Solidarität mit Angeprangerten

Während eines längeren Aufenthalts am Bahnhof Kassel-Wilhelmshöhe, der Anschlußzug verspätete sich um mehr als 60 Minuten, zog ich mit der rechten Hand meinen eleganten Rollkoffer den langen Aufgang von den Gleisen zur oberen Ebene des Bahnhofs herauf. Meine lederne Aktentasche, die der eines Lehrers gleicht, trug ich nicht – wie gewohnt – am Band über der Schulter, sondern in der linken Hand, weil ich mein Sakko nicht zerknittern wollte. Ich hatte Hunger, und am Ende des Aufganges stand an dessen rechter Seite ein Süßigkeitenautomat. Langsam zwar, doch wie von Sinnen, entnahm ich meiner Geldbörse einen Euro, warf ihn ein, drückte eine Tastenkombination und prompt fiel eine Packung Kaubonbons in Streifenform aus dem beleuchteten Regal hinter der Scheibe des Automaten.

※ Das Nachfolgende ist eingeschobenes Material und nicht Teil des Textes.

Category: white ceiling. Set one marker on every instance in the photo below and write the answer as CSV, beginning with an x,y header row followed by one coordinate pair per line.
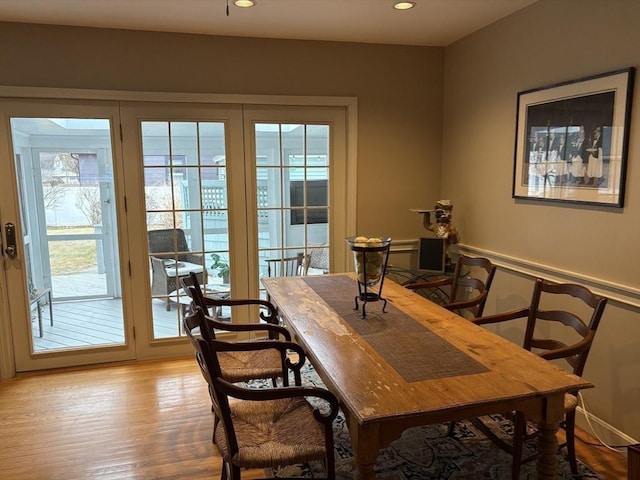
x,y
431,22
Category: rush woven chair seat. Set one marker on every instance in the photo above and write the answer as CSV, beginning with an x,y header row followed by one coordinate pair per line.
x,y
564,335
263,427
468,287
245,364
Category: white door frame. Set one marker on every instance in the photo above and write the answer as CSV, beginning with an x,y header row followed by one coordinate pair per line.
x,y
63,96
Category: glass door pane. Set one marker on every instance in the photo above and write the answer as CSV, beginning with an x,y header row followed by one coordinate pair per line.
x,y
293,180
185,184
66,190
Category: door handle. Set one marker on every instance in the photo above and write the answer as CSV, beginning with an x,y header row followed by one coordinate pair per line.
x,y
10,237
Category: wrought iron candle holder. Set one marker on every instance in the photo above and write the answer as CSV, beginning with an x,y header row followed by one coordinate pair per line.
x,y
370,257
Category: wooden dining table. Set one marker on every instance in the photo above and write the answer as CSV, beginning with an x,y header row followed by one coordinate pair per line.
x,y
416,364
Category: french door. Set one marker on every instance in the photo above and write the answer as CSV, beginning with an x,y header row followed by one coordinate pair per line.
x,y
62,225
150,193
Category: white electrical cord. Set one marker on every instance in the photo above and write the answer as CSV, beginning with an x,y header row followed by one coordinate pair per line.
x,y
588,417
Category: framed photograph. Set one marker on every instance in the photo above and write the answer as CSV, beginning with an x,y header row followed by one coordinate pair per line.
x,y
572,139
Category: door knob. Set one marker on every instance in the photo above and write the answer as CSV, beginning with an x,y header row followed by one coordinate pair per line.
x,y
10,236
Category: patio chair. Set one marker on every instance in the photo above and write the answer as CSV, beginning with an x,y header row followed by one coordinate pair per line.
x,y
171,260
468,286
263,428
288,266
554,345
277,355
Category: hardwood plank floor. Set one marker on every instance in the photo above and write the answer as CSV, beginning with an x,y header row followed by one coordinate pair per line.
x,y
146,420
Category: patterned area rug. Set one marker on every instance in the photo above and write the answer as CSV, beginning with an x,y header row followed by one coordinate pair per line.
x,y
427,453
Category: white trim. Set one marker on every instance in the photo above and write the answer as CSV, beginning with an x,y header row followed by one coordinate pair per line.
x,y
623,294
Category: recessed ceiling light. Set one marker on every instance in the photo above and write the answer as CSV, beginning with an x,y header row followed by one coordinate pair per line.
x,y
404,5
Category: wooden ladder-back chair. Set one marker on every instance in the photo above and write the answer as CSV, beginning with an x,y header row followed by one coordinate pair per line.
x,y
266,358
468,286
263,427
552,347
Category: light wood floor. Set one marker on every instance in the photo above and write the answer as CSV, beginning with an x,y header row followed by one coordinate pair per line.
x,y
145,420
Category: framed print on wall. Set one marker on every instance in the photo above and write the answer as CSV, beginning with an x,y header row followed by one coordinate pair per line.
x,y
572,139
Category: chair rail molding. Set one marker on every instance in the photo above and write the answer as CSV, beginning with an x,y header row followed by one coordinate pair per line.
x,y
624,295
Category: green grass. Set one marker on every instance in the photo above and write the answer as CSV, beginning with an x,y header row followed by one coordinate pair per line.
x,y
72,256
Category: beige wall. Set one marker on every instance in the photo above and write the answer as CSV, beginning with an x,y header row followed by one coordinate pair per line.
x,y
548,42
399,91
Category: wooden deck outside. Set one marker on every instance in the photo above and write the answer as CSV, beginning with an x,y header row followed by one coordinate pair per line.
x,y
91,322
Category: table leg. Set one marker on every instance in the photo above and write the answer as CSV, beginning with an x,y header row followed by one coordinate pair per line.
x,y
50,310
547,462
39,307
366,445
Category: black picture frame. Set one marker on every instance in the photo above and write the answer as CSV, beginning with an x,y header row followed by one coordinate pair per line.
x,y
572,140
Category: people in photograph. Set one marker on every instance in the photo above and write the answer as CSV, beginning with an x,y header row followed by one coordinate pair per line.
x,y
593,173
561,168
577,167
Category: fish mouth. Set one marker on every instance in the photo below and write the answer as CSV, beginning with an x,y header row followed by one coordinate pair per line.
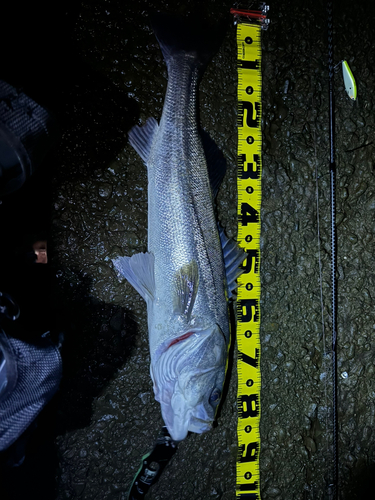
x,y
184,372
180,419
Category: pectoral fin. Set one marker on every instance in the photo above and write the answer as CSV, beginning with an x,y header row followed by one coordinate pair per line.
x,y
185,289
233,258
139,271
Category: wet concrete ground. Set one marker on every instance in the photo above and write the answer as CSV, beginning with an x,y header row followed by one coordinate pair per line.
x,y
111,75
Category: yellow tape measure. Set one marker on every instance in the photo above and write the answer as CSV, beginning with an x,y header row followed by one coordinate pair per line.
x,y
248,300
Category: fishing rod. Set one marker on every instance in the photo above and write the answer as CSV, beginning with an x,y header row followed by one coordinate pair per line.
x,y
332,170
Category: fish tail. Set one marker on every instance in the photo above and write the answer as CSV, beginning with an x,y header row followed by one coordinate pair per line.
x,y
193,39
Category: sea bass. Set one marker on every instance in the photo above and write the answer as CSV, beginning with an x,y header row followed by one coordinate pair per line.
x,y
189,271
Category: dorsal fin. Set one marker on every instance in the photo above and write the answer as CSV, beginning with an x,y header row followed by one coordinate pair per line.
x,y
216,163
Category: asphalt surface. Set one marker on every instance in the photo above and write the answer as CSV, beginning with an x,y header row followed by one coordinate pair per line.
x,y
98,66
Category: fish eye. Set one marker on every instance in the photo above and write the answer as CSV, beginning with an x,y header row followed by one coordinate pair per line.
x,y
215,397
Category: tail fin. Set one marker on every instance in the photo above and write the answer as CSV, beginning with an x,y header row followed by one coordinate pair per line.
x,y
186,36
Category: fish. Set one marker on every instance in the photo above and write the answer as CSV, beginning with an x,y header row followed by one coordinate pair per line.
x,y
189,272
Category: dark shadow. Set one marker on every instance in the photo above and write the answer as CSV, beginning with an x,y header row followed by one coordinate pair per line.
x,y
98,338
39,55
361,486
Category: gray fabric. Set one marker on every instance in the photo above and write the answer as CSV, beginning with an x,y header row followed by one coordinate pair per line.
x,y
35,374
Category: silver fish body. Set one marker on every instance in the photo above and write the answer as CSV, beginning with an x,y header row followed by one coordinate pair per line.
x,y
183,277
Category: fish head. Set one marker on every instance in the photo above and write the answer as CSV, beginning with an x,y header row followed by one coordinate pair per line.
x,y
188,379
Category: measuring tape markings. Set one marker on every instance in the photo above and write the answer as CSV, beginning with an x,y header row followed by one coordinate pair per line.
x,y
248,302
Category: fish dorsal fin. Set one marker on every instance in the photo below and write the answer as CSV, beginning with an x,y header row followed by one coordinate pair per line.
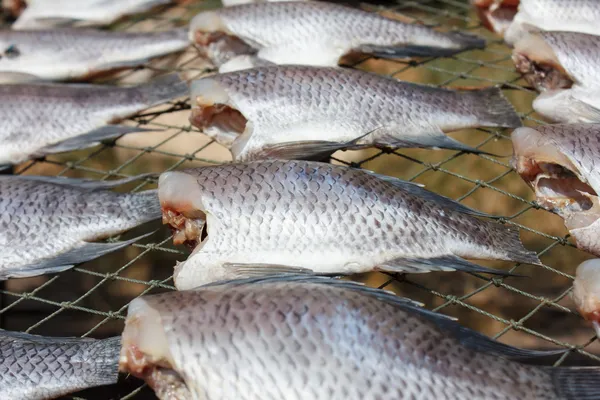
x,y
85,184
418,190
467,337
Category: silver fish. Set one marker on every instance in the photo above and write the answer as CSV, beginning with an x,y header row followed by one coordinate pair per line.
x,y
37,367
303,111
554,15
569,105
40,119
586,292
321,218
63,54
554,60
42,14
47,224
300,338
559,163
313,33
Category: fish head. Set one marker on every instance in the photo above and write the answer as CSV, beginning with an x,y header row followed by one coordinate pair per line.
x,y
539,64
586,290
496,15
563,180
216,114
180,199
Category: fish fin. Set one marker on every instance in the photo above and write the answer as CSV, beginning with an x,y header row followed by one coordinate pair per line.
x,y
468,42
418,190
10,77
89,139
448,262
163,89
576,383
426,137
492,108
237,270
89,184
85,252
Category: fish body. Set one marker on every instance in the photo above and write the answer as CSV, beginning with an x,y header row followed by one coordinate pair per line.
x,y
320,338
586,291
48,224
313,33
574,105
554,15
554,60
560,162
305,111
41,118
321,218
36,367
41,14
63,54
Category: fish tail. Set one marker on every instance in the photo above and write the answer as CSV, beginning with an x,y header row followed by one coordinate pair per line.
x,y
102,357
491,108
143,206
495,241
163,89
576,383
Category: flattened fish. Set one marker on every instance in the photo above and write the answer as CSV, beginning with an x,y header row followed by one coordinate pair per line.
x,y
496,15
321,218
586,292
569,105
560,163
40,119
554,15
36,367
47,224
41,14
63,54
554,60
317,338
307,112
313,33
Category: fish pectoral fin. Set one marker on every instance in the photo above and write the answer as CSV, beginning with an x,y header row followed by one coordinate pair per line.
x,y
89,184
448,262
84,252
426,137
241,271
90,139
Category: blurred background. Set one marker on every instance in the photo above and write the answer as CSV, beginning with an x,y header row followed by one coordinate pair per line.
x,y
533,311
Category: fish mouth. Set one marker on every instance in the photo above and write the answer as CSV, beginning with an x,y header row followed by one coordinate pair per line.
x,y
557,183
539,65
185,218
214,113
496,15
145,351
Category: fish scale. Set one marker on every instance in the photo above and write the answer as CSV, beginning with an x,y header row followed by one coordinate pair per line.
x,y
366,221
287,338
292,105
34,367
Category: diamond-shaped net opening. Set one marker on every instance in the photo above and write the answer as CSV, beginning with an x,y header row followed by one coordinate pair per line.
x,y
533,312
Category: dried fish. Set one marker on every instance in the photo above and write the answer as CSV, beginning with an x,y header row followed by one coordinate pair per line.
x,y
321,218
307,112
318,338
47,224
40,119
313,33
36,367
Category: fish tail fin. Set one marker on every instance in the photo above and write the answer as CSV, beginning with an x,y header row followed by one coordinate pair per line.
x,y
576,383
492,108
163,89
499,242
143,206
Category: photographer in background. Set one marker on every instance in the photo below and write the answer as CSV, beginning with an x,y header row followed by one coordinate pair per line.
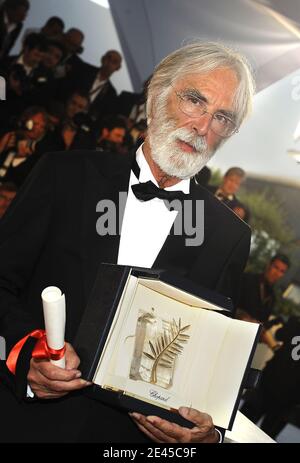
x,y
7,193
22,148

Ich bückte mich, um die Nascherei dem Ausgabefach zu entnehmen. Ich steckte sie in die Tasche und bog links ab, weil ich zum Gleis meines Anschlußzuges schlendern wollte. Noch bevor ich den Abgang dorthin erreichte, roch ich den billigen coffee to go eines Verkaufsstandes, den ich halbautomatisch mit einem Fünfeuroschein erwarb, ohne das zurückgegebene Wechselgeld zu zählen.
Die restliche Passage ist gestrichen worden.